VReBERT: A Simple and Flexible Transformer for Visual Relationship Detection
This work addresses a specific bottleneck in VRD for computer vision applications, offering incremental improvements over existing methods.
The paper tackled the problem of redundant and incorrect predicate predictions in Visual Relationship Detection (VRD) by proposing VReBERT, a BERT-like transformer model that jointly processes visual and semantic features, achieving state-of-the-art performance in predicate prediction and significant improvements in zero-shot predicate prediction (e.g., +8.49 R@50 and +8.99 R@100).

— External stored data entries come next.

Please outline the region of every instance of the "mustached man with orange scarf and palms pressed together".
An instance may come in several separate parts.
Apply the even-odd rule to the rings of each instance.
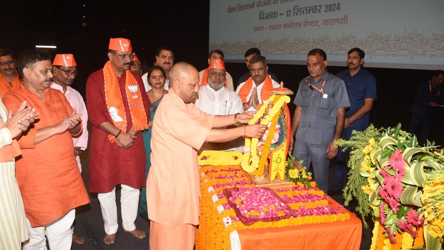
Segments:
[[[279,84],[268,74],[267,59],[256,55],[250,59],[250,78],[238,86],[236,93],[241,97],[245,111],[257,111],[272,96],[270,91]]]

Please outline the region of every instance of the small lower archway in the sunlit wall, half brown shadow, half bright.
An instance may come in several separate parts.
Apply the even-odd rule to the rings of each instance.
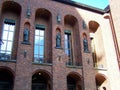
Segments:
[[[96,88],[97,90],[106,90],[107,88],[107,80],[105,76],[102,74],[97,74],[95,77],[96,80]]]

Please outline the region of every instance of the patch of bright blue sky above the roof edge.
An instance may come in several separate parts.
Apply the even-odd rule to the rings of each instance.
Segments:
[[[72,1],[80,2],[100,9],[105,9],[105,7],[109,4],[108,0],[72,0]]]

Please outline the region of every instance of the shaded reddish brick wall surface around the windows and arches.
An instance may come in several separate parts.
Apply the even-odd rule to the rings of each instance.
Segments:
[[[5,0],[0,1],[0,5],[2,7],[2,3]],[[82,20],[83,18],[77,12],[77,10],[69,5],[61,4],[51,0],[31,0],[30,7],[31,7],[31,16],[30,18],[26,17],[26,9],[28,5],[28,0],[14,0],[15,2],[21,5],[21,15],[17,17],[20,20],[20,26],[18,24],[19,35],[16,35],[15,38],[19,38],[16,40],[18,41],[17,52],[13,55],[17,55],[16,63],[8,65],[10,68],[14,69],[15,71],[15,83],[14,83],[14,90],[31,90],[31,81],[32,76],[36,70],[44,70],[49,72],[52,77],[52,90],[67,90],[67,76],[69,73],[79,73],[80,77],[82,78],[82,88],[85,90],[95,90],[95,80],[94,80],[94,73],[93,73],[93,65],[92,65],[92,58],[91,53],[84,54],[83,52],[83,44],[82,44]],[[14,4],[14,3],[13,3]],[[39,8],[44,8],[51,13],[48,22],[45,21],[47,26],[46,31],[47,38],[46,38],[46,57],[52,61],[52,65],[40,65],[33,63],[33,53],[34,53],[34,32],[35,32],[35,24],[38,23],[38,19],[35,20],[36,10]],[[0,9],[1,10],[1,9]],[[1,12],[2,13],[2,12]],[[56,21],[57,14],[60,13],[61,16],[61,23],[58,24]],[[47,15],[47,14],[44,14]],[[66,61],[67,56],[64,52],[64,17],[66,15],[72,15],[77,19],[77,25],[72,27],[74,29],[74,59],[76,62],[81,62],[81,65],[78,67],[67,67]],[[3,18],[4,13],[1,14],[0,17]],[[2,20],[0,20],[2,22]],[[25,23],[30,23],[30,45],[21,44],[23,41],[23,30]],[[44,24],[44,21],[39,22],[40,24]],[[0,27],[2,28],[2,27]],[[61,30],[61,46],[62,49],[56,49],[56,28],[60,28]],[[75,34],[76,33],[76,34]],[[88,30],[85,31],[88,35]],[[89,41],[89,40],[88,40]],[[24,51],[27,51],[27,56],[24,57]],[[78,61],[77,61],[78,60]],[[90,64],[87,63],[88,60]],[[9,62],[11,63],[11,62]],[[7,64],[7,63],[6,63]],[[3,63],[0,64],[1,66],[4,65]],[[6,65],[5,65],[6,66]],[[84,82],[84,85],[83,85]]]

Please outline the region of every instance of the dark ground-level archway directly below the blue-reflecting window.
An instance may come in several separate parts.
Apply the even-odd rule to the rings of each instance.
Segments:
[[[32,76],[32,90],[52,90],[50,75],[45,71],[37,71]]]

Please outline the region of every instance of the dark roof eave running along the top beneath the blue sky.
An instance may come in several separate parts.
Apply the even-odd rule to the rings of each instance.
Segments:
[[[99,14],[104,14],[104,13],[107,13],[107,12],[110,11],[110,9],[107,9],[107,11],[106,11],[106,8],[109,5],[104,10],[102,10],[102,9],[95,8],[95,7],[86,5],[86,4],[77,3],[77,2],[74,2],[74,1],[71,1],[71,0],[53,0],[53,1],[60,2],[60,3],[63,3],[63,4],[67,4],[67,5],[71,5],[71,6],[78,7],[78,8],[82,8],[82,9],[92,11],[92,12],[95,12],[95,13],[99,13]]]

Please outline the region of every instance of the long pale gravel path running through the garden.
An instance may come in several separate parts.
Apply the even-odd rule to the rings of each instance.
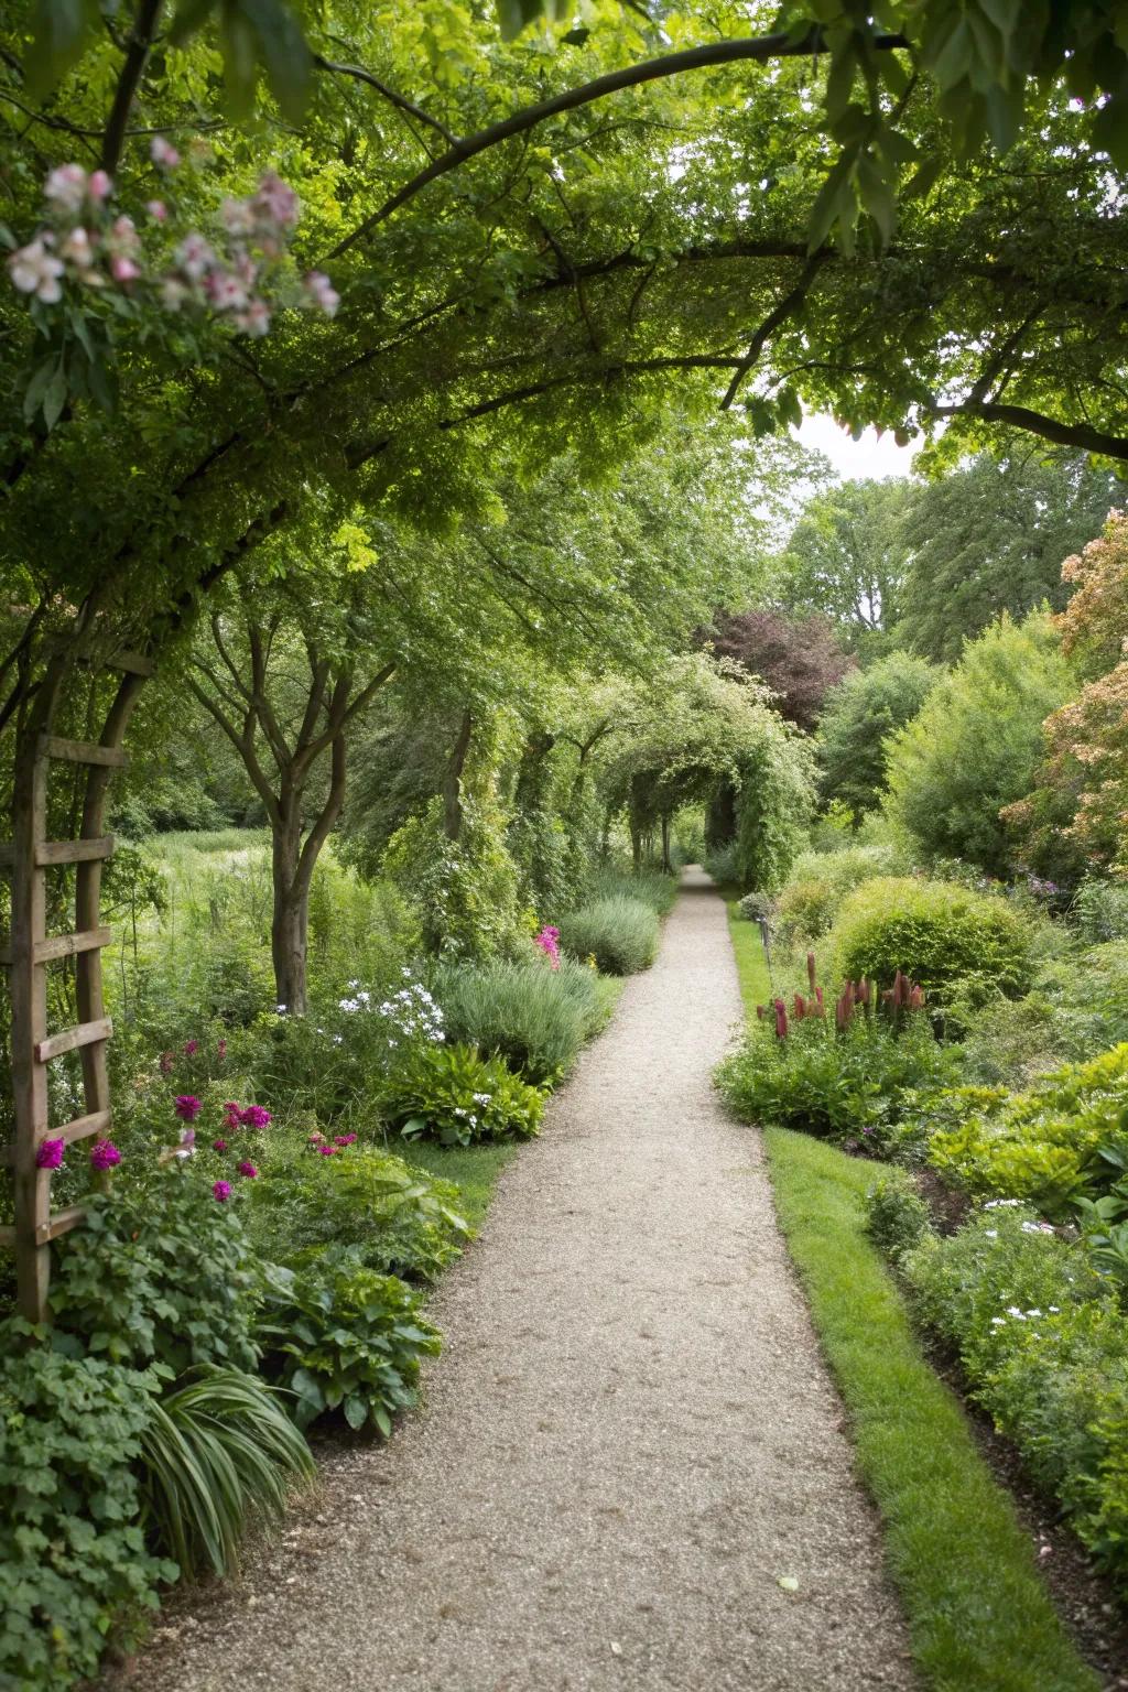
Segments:
[[[758,1135],[710,1090],[739,1014],[690,871],[440,1289],[426,1411],[174,1604],[132,1689],[915,1685]]]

Visual Relationship Detection (VRD) impels a computer vision model to 'see' beyond an individual object instance and 'understand' how different objects in a scene are related. The traditional way of VRD is first to detect objects in an image and then separately predict the relationship between the detected object instances. Such a disjoint approach is prone to predict redundant relationship tags (i.e., predicate) between the same object pair with similar semantic meaning, or incorrect ones that have a similar meaning to the ground truth but are semantically incorrect. To remedy this, we propose to jointly train a VRD model with visual object features and semantic relationship features. To this end, we propose VReBERT, a BERT-like transformer model for Visual Relationship Detection with a multi-stage training strategy to jointly process visual and semantic features. We show that our simple BERT-like model is able to outperform the state-of-the-art VRD models in predicate prediction. Furthermore, we show that by using the pre-trained VReBERT model, our model pushes the state-of-the-art zero-shot predicate prediction by a significant margin (+8.49 R@50 and +8.99 R@100).